2010年5月17日17時50分
ウクレレでビートルズナンバーなどを演奏したジェイク・シマブクロさん
スタンダップコメディーのスタイルで会場を爆笑に巻き込んだ神田瀧夢さん
天井から下がった2枚のヴェールで体を支える、シルク・ドゥ・ソレイユのメンバーによる離れ業
尼僧の読経とバイオリンの厳粛なコラボレーションに続いては、介護用ロボットスーツを着用した一群が舞台に登場。哲学者は経済がテーマのたとえ話を静かに語り、シルク・ドゥ・ソレイユ団員や能楽師の熟練の演技にこたえる客席の盛大なスタンディングオベーション。学術、芸術、エンターテインメントなど各分野の一線で活動している表現者が一堂に集う講演会TEDxTokyo(テデックス・トーキョー)が15日、東京・お台場の日本科学未来館で開かれ、招待された約300人の観客を魅了した。(アサヒ・コム編集部 戸田拓)
TEDとは「広める価値のあるアイデア」をテーマに、米国カリフォルニア州を中心に多様で学際的な参加者を対象として開かれている招待制会議。テクノロジー、エンターテインメント、デザインの頭文字を取ったもので、これまでクリントン元米大統領や生物学者リチャード・ドーキンス氏、ロックミュージシャンのピーター・ガブリエル氏やグーグルやアマゾンの経営者ら、多くの著名人が出演した。そのスタイルや精神を共有して各国で個別に行われているローカル版イベントがTEDxで、東京では昨年に引き続き2回目の開催となった。
「リセット」をテーマに掲げた今回のイベントには、国も立場も年齢も様々な約30人(ビデオ参加を含む)がプレゼンターとして登場。客席には外国人の姿も多く、大半の出演者が英語で講演した。午前9時過ぎにジェイク・シマブクロさんのウクレレ演奏に始まったイベントは、休憩を挟んで全4セッション、約9時間に及んだ。野外イベントでこっけいな裸踊りをする若者の輪が広がっていく一部始終のビデオ映像を題材に「最初のフォロワーが大事」と説明するデレク・シヴァーズさんの「社会運動はどうやって起こすか」、ホワイトボードにマーカーで書いた線画が動き出して演者の動きに応答するマルコ・テンペストさんのマジックパフォーマンスなど、それぞれのプレゼンターが独特の方法でアイデアを披露した。

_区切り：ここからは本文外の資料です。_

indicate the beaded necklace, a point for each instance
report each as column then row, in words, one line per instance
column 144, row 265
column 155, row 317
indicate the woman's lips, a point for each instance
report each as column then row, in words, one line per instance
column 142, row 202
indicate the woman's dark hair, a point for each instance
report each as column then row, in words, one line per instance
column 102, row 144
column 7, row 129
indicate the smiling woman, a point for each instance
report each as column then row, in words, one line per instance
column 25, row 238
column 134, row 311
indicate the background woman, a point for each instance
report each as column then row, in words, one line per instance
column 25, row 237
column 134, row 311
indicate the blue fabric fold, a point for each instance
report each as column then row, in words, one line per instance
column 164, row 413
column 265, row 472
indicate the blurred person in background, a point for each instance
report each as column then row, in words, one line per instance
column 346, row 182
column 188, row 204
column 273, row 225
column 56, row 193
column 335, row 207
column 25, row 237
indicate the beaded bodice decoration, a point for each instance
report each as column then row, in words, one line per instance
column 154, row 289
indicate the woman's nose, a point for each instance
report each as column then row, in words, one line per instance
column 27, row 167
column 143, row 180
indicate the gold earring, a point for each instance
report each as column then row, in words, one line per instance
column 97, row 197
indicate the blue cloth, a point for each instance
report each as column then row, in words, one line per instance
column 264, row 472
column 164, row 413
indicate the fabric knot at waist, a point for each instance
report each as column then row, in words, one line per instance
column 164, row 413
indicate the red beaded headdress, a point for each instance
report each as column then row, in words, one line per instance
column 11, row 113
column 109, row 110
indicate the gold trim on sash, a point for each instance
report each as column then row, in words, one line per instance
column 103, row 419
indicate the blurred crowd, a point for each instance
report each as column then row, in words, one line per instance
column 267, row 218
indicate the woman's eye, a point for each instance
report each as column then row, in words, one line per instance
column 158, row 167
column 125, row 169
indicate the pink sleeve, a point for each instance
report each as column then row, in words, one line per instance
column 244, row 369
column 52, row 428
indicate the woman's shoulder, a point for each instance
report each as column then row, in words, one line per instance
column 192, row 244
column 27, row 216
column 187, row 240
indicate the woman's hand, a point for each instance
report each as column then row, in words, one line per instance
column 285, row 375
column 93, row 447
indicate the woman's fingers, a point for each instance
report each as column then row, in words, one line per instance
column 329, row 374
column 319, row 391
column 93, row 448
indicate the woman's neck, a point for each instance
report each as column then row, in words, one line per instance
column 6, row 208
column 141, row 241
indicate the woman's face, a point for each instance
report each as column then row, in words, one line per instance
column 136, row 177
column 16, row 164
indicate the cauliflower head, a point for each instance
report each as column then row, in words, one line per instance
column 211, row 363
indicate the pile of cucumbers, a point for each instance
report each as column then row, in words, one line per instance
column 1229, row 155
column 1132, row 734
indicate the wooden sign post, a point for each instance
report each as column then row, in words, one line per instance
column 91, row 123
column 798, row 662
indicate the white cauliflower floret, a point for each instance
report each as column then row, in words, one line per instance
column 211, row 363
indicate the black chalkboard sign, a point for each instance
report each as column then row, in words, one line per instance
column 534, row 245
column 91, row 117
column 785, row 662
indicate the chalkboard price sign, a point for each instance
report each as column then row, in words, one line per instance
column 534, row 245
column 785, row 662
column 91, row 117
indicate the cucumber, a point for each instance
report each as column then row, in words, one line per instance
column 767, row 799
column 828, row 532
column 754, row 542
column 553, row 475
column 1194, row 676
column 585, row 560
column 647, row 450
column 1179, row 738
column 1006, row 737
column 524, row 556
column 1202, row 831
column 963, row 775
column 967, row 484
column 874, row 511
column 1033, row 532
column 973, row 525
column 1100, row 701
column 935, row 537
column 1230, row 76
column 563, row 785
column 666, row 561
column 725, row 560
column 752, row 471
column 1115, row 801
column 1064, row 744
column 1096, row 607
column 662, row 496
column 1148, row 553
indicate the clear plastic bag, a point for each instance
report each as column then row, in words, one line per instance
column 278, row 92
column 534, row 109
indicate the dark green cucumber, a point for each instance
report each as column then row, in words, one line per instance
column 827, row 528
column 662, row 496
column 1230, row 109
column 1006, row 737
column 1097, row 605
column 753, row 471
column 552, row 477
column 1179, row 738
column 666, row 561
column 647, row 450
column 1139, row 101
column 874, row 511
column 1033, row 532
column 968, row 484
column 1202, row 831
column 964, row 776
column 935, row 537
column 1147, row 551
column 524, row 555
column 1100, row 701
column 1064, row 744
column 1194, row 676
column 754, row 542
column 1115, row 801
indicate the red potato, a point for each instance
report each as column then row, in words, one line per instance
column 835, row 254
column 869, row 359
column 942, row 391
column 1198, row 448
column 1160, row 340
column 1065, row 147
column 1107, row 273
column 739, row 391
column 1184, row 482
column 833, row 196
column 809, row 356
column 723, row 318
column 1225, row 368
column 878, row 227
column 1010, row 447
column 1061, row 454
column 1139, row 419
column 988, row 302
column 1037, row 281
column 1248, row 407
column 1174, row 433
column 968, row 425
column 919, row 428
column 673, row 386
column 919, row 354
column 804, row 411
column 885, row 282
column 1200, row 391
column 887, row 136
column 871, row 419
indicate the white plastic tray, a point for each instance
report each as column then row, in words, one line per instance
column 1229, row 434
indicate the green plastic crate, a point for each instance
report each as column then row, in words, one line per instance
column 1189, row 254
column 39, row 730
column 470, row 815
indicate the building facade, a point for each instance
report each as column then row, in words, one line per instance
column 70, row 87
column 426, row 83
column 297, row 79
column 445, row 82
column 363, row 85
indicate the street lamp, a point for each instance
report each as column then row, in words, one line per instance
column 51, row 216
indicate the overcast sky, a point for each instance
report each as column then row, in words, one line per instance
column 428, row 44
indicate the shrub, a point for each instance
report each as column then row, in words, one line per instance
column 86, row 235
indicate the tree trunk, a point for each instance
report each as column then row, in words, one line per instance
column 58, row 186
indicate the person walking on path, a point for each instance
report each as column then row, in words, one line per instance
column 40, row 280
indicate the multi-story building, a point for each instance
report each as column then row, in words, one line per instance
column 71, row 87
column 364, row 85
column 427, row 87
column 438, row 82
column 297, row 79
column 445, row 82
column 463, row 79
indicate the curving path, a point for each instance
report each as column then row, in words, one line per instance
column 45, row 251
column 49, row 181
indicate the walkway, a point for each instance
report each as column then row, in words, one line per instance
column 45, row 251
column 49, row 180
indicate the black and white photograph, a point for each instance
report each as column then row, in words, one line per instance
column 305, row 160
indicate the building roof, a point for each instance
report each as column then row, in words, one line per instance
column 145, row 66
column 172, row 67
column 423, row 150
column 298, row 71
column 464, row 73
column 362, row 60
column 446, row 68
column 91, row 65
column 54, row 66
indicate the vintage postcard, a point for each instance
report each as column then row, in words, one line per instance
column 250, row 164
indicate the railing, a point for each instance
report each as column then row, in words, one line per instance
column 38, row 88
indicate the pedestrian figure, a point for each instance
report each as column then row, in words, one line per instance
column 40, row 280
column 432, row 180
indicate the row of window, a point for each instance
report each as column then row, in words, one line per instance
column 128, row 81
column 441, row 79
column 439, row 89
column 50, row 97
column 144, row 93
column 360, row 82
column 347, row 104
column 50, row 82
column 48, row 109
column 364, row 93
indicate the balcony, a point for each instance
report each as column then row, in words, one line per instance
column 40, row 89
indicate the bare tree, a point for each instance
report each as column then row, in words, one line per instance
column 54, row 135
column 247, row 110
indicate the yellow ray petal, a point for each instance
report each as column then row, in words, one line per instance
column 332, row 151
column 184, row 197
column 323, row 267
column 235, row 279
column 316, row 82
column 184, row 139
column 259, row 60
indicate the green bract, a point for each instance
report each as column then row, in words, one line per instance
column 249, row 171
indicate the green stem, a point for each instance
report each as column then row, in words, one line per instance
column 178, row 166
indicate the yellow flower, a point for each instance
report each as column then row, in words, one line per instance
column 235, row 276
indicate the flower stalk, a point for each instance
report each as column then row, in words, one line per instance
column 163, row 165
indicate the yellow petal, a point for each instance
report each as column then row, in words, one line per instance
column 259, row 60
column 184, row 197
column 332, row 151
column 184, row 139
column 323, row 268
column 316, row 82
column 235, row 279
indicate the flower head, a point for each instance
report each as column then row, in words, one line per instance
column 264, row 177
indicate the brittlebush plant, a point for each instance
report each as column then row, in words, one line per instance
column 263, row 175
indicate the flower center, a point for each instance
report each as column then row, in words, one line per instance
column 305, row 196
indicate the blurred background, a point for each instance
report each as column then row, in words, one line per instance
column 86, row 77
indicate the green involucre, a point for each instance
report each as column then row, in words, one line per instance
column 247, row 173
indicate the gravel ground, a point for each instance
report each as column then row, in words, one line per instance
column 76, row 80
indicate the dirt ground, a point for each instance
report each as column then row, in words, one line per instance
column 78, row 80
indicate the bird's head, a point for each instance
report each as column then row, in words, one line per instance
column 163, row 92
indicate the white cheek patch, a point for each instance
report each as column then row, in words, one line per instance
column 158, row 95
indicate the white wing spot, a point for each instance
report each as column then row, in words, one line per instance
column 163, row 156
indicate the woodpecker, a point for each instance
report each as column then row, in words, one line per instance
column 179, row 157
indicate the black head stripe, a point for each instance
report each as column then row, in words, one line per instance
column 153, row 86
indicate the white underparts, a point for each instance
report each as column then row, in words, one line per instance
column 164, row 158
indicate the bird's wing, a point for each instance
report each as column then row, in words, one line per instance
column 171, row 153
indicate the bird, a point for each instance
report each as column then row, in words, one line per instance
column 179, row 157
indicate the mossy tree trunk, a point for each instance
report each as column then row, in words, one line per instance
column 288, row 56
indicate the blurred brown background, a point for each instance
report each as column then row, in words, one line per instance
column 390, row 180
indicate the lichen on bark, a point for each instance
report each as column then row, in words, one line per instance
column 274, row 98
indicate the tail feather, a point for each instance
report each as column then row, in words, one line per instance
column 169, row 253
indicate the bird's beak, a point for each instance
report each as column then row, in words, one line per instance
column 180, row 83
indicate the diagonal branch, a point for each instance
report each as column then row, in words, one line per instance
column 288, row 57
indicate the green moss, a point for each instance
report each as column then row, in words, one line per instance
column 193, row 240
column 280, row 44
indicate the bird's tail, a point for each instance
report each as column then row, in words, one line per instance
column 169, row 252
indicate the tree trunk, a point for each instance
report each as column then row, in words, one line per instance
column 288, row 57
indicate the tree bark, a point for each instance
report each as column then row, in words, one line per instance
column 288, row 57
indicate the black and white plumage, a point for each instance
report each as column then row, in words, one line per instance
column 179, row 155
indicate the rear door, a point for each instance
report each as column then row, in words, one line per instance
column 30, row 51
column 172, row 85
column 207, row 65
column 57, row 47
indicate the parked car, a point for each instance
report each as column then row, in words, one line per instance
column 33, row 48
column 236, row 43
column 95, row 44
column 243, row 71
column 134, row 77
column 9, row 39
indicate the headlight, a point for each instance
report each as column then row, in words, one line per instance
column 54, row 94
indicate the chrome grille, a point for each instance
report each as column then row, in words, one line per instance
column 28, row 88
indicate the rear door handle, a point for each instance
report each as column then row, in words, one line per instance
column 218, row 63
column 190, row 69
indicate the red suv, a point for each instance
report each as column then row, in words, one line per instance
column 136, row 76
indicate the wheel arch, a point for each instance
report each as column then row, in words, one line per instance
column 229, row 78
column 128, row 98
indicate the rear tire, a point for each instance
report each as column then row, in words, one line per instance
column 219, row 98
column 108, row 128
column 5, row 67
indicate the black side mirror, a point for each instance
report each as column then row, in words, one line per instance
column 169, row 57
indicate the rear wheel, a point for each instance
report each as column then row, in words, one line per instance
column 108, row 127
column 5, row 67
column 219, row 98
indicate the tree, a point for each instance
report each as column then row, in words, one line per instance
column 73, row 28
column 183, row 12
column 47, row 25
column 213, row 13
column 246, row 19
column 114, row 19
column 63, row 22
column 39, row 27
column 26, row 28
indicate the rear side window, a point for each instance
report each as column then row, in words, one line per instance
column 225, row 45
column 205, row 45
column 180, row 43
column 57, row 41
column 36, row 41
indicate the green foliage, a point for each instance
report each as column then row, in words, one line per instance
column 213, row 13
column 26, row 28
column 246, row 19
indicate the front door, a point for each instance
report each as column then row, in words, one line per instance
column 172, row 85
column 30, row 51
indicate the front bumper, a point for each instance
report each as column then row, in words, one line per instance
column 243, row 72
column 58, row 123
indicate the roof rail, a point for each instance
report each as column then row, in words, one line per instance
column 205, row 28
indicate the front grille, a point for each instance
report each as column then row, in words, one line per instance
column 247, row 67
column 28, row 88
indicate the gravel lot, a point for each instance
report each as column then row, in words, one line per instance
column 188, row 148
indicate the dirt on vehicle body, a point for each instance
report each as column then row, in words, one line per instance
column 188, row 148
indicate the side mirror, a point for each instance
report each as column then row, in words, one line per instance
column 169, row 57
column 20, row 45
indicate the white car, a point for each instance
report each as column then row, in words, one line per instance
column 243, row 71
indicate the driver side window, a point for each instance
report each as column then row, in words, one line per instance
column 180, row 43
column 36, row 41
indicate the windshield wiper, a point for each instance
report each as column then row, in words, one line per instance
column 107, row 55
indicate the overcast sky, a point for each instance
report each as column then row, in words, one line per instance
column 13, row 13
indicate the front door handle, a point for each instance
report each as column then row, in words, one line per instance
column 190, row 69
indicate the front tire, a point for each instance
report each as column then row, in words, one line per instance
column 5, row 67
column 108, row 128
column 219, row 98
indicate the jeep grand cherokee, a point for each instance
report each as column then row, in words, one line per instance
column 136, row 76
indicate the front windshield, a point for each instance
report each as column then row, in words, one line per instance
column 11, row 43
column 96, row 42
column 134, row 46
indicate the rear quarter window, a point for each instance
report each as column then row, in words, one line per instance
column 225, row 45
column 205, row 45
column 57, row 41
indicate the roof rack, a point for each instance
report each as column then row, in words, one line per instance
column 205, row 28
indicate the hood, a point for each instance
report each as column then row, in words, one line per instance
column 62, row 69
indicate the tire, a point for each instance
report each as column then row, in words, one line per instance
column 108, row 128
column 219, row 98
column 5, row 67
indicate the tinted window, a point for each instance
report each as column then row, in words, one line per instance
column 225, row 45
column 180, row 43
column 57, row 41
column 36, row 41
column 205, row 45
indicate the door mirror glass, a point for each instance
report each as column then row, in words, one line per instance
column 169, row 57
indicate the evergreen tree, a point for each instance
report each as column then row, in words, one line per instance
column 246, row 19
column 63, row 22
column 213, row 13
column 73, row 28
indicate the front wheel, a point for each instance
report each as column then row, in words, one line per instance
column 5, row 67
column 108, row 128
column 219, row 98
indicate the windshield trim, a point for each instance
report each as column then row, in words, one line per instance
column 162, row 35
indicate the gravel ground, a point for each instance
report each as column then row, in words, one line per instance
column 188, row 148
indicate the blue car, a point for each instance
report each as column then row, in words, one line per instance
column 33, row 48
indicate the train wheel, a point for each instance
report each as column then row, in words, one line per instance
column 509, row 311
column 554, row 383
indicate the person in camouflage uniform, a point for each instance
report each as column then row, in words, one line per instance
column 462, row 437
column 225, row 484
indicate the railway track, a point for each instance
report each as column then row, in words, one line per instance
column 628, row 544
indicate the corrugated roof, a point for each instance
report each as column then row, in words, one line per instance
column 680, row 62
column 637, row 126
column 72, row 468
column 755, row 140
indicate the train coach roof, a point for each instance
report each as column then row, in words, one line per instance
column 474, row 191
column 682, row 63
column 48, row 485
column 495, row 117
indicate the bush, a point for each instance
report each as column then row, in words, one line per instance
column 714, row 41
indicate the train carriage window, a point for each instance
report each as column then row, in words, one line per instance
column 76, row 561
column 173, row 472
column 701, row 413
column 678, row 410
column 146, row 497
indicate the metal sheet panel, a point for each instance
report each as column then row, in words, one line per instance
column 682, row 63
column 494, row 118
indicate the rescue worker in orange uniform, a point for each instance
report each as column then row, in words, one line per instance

人権運動家土井香苗さんが「1997年時点で日本が受け入れた難民は1人だったが、10年活動した結果30倍の30人になった」と報告すると温かい拍手が起き、米ABCテレビでコメディー番組司会者を日本人として初めて務めた神田瀧夢(かんだ・ろむ)さんが演じた「日本とNYのマクドナルドの接客の違い」は会場を爆笑で包んだ。無料の飲み物や昼食、ディナーレセプションなども用意され、出演者と参加者が交流する場面が各所で見られた。
幼い頃にチョウを収集した思い出から科学の役割の大切さを語った脳科学者の茂木健一郎さんは、「聴衆が出演者を積極的に評価してくれて面白かった。異質な知の交流で新しいアイデアをインスパイアしてくれるイベントは、日本の文化の中にはなかなかない」と評価。自ら国際会議を主催しているイー・ウーマン社長の佐々木かをりさんも聴衆として参加し、「カジュアルなスタイルで将来のことを語り合えるイベント。すばらしいと思う」と感想を語っていた。